Today’s proposal would mean an additional $82 million is placed in the State Fund reserves by the end of 2013. In the past, the State Auditor issued strong warnings about the consequences of maintaining inadequate reserves. Schurke also acknowledged the reserves are critically low by industry standards due to increased liabilities, investment losses and drawing down the reserves to hold down rates during the recession.

The Workers Compensation Advisory Committee (WCAC), which has been working with L&I on a plan to rebuild the reserves, endorsed L&I’s proposal to hold rates steady in 2013 and begin rebuilding the reserves. Washington is the only state where workers pay a substantial portion of premiums. Workers will pay about 24 percent of the premiums in 2013. The proposal to keep rates flat in 2013 is an average for all Washington employers. Individual employers may see their rates go up or down, depending on their recent claims history and changes in the frequency and cost of claims in their industry.

Every year in Washington, about 100,000 claims are filed for medical costs and lost wages due to work-related injuries, illnesses and deaths. Each year, L&I must review premium rates and make adjustments to cover the anticipated costs of claims that occur in the next year.

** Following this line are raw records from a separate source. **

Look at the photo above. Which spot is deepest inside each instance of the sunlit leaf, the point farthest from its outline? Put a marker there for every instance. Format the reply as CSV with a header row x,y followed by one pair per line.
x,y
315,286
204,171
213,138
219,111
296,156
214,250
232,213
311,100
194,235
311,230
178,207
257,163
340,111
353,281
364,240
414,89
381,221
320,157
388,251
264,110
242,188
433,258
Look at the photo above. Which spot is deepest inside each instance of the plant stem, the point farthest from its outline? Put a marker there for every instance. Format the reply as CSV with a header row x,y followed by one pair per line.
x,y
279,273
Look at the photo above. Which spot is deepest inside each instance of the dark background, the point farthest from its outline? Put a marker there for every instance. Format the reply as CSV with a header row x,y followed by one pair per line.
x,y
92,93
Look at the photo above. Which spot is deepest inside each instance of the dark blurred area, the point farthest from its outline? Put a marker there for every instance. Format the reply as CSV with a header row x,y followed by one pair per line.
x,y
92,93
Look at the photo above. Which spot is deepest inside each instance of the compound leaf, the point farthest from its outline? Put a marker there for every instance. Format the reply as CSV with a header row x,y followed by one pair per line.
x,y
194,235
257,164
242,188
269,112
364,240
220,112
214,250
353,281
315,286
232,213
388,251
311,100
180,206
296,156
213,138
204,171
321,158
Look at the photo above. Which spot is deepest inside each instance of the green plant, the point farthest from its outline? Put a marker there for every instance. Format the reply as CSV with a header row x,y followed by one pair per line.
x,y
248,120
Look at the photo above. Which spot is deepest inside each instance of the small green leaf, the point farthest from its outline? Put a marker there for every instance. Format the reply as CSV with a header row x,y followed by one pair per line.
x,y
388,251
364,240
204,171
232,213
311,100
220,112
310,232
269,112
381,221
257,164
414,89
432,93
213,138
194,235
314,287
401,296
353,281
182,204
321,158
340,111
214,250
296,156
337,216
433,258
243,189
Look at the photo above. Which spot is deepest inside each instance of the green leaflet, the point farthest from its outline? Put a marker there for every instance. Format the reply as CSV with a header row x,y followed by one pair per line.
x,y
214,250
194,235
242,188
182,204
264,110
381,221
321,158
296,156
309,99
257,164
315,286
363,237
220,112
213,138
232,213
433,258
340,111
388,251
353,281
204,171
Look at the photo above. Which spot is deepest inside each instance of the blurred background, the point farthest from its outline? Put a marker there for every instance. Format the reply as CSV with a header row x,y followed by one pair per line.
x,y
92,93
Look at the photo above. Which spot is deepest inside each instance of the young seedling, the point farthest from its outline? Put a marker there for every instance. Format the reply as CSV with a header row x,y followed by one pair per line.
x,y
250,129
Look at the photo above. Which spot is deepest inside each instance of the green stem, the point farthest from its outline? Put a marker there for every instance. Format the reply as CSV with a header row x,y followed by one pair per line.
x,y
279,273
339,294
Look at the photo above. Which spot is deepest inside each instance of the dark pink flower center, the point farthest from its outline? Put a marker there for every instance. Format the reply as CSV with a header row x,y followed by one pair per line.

Public hearings on the proposed rates will be held in:

  • Tukwila, Oct. 23, 10 a.m., L&I office.
  • Bellingham, Oct. 23, 1 p.m., Public Library Lecture Room.
  • Spokane, Oct. 24, 10 a.m., CenterPlace Event Center.
  • Richland, Oct. 25, 10 a.m., Community Center Activity Room.
  • Tumwater, Oct. 26, 10 a.m., L&I Auditorium.
  • Vancouver, Oct. 29, 10 a.m., Red Lion at the Quay, Quayside Portside Room.

More information regarding the rate proposal is available at www.Rates.Lni.wa.gov. The final rates will be adopted in early December and go into effect Jan. 1, 2013.

 

“Evidence-based coverage decisions have reduced unnecessary care and avoided $27 million in annual costs.”  (Emphasis added.)

 

Translation: Denying requested treatment costs the State less than authorizing it. – Ed.

 

Background Information:

  • On average, workers’ comp rates have increased less than 3 percent per year since 2006. This is lower than L&I’s anticipated rate of medical and wage inflation.
  • When calculated as a percentage of payroll, which is how rates are calculated in other states, the proposed 2013 overall rates would be equal to a 2.2 percent reduction.
  • Without savings from the reforms, the 2013 break-even rate would have been about 4 percent instead of minus 4.2 percent. The break-even rate is the amount needed to cover projected costs for the next year. L&I will use the difference between the break-even rate and zero – $82 million – to begin restoring the workers’ comp reserves.
  • The elements of the 2011 workers’ compensation reforms have various effective dates, beginning in 2011 and continuing through 2013. Savings estimates are now at $1.5 billion over four years, with continued savings in future years.
  • As a result of Lean and other initiatives, we are seeing a downward trend in the duration of younger claims.
  • L&I has held medical cost growth below 4 percent over the past five quarters and estimates doing so in 2013 with the new provider network and health technology assessments. Our medical costs are 26 percent less than the average workers’ comp program in the U.S.
  • Evidence-based coverage decisions have reduced unnecessary care and avoided $27 million in annual costs.
  • In 2011, the number of long-term disability claims per 100 workers fell by 6.2 percent, the largest decline since 1995. Long-term disabilities account for 85 percent of workers’ comp claim costs.
  • When hiring picks up in construction and other high-risk industries, we can expect an increase in long-term disability injuries. That’s why it’s important to examine safety practices now and be ready to bring more people back to work safely.
  • Workers’ comp insurance rates are based on the likelihood of an injury. Rates for almost half of the job classifications will change 1 percent or less next year.